Formed in opposition to the SWP's abandonment of the fight for a Trotskyist party in Cuba, the RT opposed the reunification with Pablo/Mandel's International Secretariat that was to result in the United Secretariat (USec). So did the British section of the IC, Gerry Healy's Socialist Labour League (SLL). Initially the RT stood in political solidarity with the SLL on the basis of its 1961 document, "World Prospect for Socialism," a powerful statement of the proletarian and internationalist Marxist purpose.
What the RT did not yet know was that Healy was an unprincipled political bandit. In 1962 Healy, thinking he still had a chance to keep the SWP in the IC, attempted to get the RT cadres to recant their view that the SWP had become centrist. The majority refused, but a minority under Tim Wohlforth split to found a pro-Healy "Reorganized Minority Tendency." This unprincipled split in the RT severely damaged the fight for authentic Trotskyism in the SWP. Unlike Healy, the RT made it clear that if reunification was supported by a majority of the SWP, it would function as a disciplined tendency within the new, unified international formation. But the SWP leadership moved to expel the RT as reunification was consummated in late 1963. Healy and the French OCI chose to maintain the paper International Committee instead of fighting revisionism from within the new USec.

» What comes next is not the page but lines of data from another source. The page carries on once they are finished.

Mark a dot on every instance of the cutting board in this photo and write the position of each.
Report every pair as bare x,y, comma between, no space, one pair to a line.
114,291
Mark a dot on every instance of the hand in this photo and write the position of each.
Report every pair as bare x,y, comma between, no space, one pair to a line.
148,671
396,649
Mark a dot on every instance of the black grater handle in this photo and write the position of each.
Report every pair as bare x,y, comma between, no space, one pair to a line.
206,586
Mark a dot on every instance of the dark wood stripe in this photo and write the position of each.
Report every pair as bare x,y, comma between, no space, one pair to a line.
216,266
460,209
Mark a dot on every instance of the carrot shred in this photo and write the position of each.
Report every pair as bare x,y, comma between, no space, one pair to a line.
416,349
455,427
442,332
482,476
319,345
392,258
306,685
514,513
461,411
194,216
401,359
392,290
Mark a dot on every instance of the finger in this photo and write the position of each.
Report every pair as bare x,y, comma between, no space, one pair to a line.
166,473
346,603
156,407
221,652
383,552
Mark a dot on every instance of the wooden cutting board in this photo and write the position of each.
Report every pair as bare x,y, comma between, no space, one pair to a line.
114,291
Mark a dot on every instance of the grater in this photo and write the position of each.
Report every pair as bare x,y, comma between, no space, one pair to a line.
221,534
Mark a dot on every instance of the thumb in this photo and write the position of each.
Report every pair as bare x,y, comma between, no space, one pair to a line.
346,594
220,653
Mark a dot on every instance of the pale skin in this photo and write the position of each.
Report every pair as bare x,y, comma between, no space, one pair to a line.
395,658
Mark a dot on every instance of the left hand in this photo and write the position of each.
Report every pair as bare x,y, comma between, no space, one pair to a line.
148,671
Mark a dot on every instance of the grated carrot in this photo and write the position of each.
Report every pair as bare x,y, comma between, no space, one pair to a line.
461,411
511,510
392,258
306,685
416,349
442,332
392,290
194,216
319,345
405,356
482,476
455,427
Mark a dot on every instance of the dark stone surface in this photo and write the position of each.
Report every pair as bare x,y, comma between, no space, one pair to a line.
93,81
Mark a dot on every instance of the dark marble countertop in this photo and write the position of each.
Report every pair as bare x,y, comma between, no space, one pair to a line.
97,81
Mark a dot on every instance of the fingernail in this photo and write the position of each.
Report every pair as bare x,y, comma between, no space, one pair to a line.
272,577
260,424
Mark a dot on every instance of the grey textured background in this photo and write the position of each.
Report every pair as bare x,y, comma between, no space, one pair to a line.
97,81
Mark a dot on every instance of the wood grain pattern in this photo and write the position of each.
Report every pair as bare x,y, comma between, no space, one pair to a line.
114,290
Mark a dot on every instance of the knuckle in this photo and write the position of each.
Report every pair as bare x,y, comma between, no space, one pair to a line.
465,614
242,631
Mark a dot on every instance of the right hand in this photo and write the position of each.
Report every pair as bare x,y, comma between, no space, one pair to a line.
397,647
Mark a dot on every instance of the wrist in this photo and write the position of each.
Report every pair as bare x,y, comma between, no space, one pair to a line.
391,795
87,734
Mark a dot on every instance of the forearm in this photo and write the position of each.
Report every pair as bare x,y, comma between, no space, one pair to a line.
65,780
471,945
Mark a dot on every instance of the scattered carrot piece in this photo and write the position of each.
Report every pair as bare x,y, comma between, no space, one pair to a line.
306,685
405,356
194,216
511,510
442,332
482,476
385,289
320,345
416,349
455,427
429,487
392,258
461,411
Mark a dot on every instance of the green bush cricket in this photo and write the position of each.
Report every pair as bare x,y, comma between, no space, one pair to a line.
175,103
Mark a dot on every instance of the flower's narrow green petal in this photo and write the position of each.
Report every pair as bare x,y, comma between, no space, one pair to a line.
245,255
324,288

The world movement paid dearly for the IC's failure to carry out a thoroughgoing and principled struggle against Pabloism. As the SWP spiraled into outright reformism, the centrist Mandelites pursued one after another substitute for a conscious Trotskyist vanguard. When the May 1968 general strike in France dramatically refuted the notion that the revolutionary capacity of the Western proletariat had been neutralized by an allegedly unprecedented postwar economic boom, the Mandelites shifted their affections from Third World Stalinism to a sequential and overlapping series of "new mass vanguards." At all times, the USec catered to rather than combatted prevailing petty-bourgeois consciousness, frittering away a generation of would-be Marxist revolutionaries and eventually embracing "human rights" anti-Sovietism. It was through swimming against the stream that we were able to cohere the cadre for the international extension of the Spartacist tendency in the 1970s.
The primary theorist of the SWP's revisionist course, Joseph Hansen, labeled both the Cuban deformed workers state of Fidel Castro, and the neocolonial capitalist government of Ben Bella in Algeria, as "workers and farmers governments." As historical justification, Hansen cited the confused discussion on the workers government slogan at the Fourth Congress of the Communist International in 1922 (see "Rearming Bolshevism: A Trotskyist Critique of Germany 1923 and the Comintern," Spartacist No. 56, Spring 2001). Hansen's theoretical construct of a government of indeterminate class content, which would supposedly transform itself gradually into the dictatorship of the proletariat, obliterated the very purpose of a revolutionary Marxist party: the fight to make the working class conscious that it must fight to smash the capitalist state and create its own state.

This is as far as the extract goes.